The emperor Julian "the Apostate"  (renegade) who had embraced Christianity in his youth and upon becoming emperor denied Christ and again became an idolater and a great persecutor of Christians, knowing that Christians fast during Lent and especially during the first week so as to be able to take Holy Communion, intended to violate church ordinances. Therefore he secretly ordered the governor of Constantinople to sprinkle all the food at the marketplace with the blood of the sacrificed animals so as to desecrate the Christians. But St Theodore Tyron sent word to the Christians through the Patriarch Eudoxius of Constantinople not to buy any food at the marketplace , but to eat boiled wheat with honey. They did so and throughout the first week of the Lenten fast they ate only "kolyivo." In remembrance of this event the Orthodox Church has established the preparing of kolyivo which is given to the people on the Friday and the Saturday of the first week of the Lenten fast, after the Liturgy. Later on, it was also used when celebrating the day of the Patron Saint among the Serbs, the Slava. The grain of wheat is a symbol of death and resurrection: the grain thrown into the soil lets forth a sprout and disintegrates, but it brings forth an ear with many more grains.

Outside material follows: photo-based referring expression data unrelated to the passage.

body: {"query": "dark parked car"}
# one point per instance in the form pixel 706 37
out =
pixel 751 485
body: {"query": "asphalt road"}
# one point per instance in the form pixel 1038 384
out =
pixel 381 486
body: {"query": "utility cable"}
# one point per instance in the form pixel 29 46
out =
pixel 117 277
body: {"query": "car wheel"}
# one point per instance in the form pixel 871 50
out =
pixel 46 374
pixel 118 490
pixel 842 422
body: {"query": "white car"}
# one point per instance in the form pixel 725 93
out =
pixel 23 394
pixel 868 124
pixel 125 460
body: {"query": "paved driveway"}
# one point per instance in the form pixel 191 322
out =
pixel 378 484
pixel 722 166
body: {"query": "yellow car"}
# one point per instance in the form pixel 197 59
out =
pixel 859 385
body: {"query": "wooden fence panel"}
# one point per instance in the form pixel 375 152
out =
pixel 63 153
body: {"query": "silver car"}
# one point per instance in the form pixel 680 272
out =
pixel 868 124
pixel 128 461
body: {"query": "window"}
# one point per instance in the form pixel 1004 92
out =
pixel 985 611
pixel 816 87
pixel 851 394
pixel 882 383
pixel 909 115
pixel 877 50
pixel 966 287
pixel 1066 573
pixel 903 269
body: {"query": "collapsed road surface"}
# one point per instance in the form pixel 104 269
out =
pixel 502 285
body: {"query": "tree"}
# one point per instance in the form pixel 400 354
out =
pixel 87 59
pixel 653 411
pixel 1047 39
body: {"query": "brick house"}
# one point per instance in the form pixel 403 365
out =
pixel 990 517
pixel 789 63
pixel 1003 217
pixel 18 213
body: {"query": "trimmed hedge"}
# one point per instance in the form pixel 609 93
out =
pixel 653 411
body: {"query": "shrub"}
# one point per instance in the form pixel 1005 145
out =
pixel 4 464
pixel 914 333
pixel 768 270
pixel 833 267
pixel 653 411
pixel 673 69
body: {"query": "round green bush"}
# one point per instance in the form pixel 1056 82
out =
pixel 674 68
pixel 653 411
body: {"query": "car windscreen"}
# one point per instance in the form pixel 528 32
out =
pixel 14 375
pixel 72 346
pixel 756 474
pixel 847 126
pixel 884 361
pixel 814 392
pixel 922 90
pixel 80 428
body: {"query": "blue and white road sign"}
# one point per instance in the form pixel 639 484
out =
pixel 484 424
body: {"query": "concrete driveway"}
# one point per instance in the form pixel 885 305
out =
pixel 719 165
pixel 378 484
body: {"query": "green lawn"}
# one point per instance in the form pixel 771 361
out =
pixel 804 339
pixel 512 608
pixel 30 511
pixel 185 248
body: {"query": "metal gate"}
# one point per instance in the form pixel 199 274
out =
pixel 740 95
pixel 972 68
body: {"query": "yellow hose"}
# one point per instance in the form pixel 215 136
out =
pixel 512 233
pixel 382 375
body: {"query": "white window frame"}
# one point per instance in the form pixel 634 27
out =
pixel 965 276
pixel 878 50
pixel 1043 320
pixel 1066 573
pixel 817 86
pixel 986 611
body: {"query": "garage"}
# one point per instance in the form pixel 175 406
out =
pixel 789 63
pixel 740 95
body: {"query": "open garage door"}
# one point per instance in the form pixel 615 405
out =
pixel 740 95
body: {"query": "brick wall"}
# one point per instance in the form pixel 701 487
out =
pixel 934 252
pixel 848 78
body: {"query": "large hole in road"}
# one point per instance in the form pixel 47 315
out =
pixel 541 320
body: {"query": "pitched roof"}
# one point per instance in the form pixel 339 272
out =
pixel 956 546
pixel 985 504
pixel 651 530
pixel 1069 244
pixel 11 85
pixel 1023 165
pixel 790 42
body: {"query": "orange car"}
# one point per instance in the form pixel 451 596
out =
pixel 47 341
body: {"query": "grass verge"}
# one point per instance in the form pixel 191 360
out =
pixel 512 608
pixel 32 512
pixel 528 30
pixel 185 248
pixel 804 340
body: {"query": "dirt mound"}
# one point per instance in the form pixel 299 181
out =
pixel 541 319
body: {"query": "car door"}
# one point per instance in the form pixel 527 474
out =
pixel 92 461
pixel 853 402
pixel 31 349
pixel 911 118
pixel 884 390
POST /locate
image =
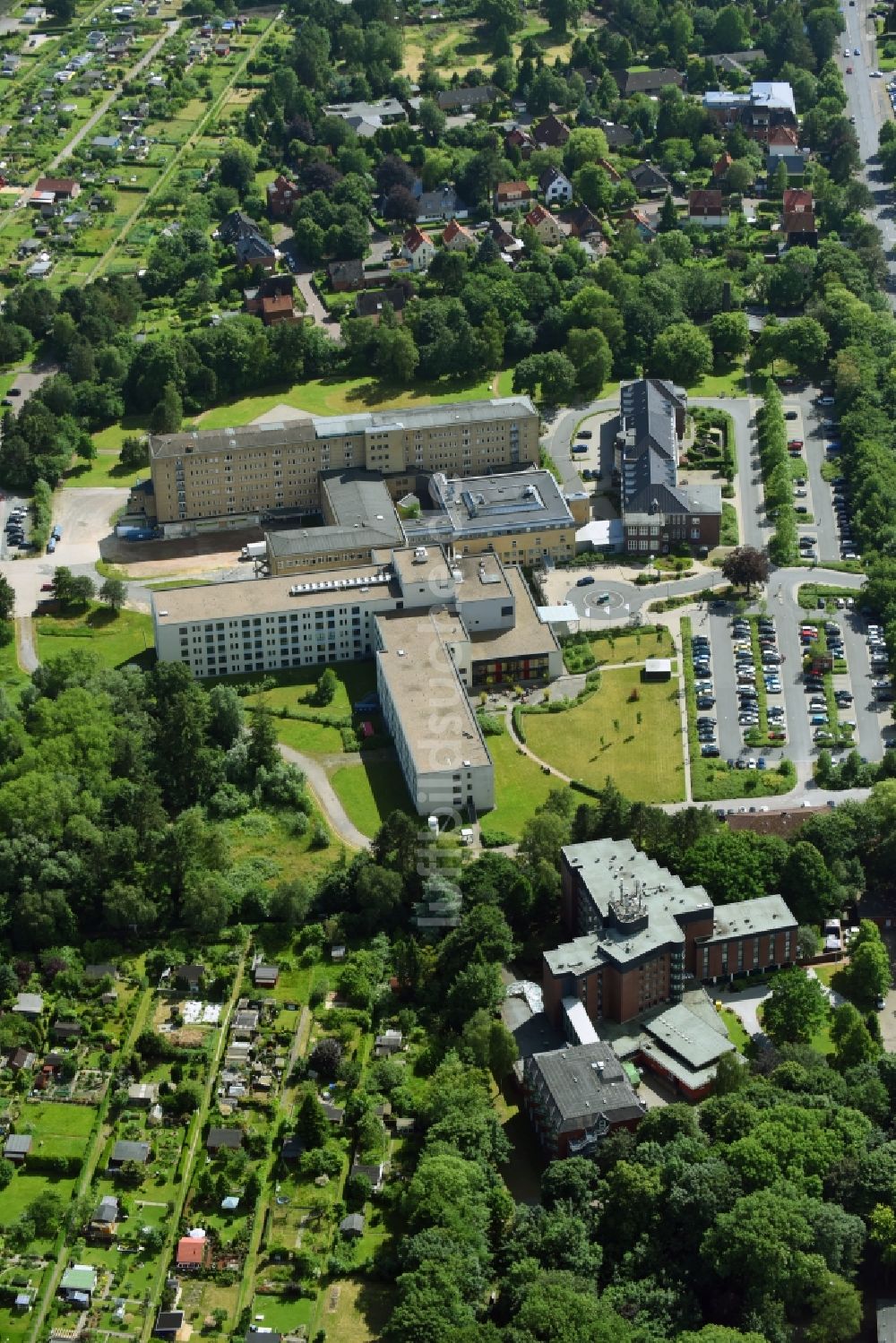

Who the kolyivo is prepared for?


The kolyivo is prepared as a sacrifice of thanks to God for the earthly fruits He has given us, while at the same time we commemorate the saint whose day we are celebrating, and in memory of all our ancestors who lived and died in our faith. This is confirmed by the prayer read during the blessing of the kolyivo:"…O most good King, bless also this seed with its various fruits and the faithful that will eat of it, for it is brought forth by Thy servants and in the honour of St ……and in remembrance of those who died in our honorable faith."


The Slava rituals and customs are for the living - for their health, prosperity and well-being, but it is quite natural for a Christian to remember his deceased ancestors and relatives and to pray to God for them when celebrating the feast of his Patron Saint, their Protector, whom his ancestors had also venerated and celebrated and turned to in their prayers.


It should be stressed that the kolyivo is never prepared for the repose of the soul of the saint whose feast it is, as some people mistakenly think. Just as no one has ever served a requiem (parastos) in Church for a saint, or prepared kolyivo for the repose of his soul, it should not be done at a Slava, either. For all the saints are alive in God and stand before Him as our intercessors who pray for us, therefore the kolyivo is prepared solely in their honor, never for the repose of their souls.


For this reason, kolyivo is always to be prepared for all Slava days, including that of St. Michael the Archangel, St. Ilija (Elias) as well as for all the feasts of the Theotokos and our Lord Jesus Christ.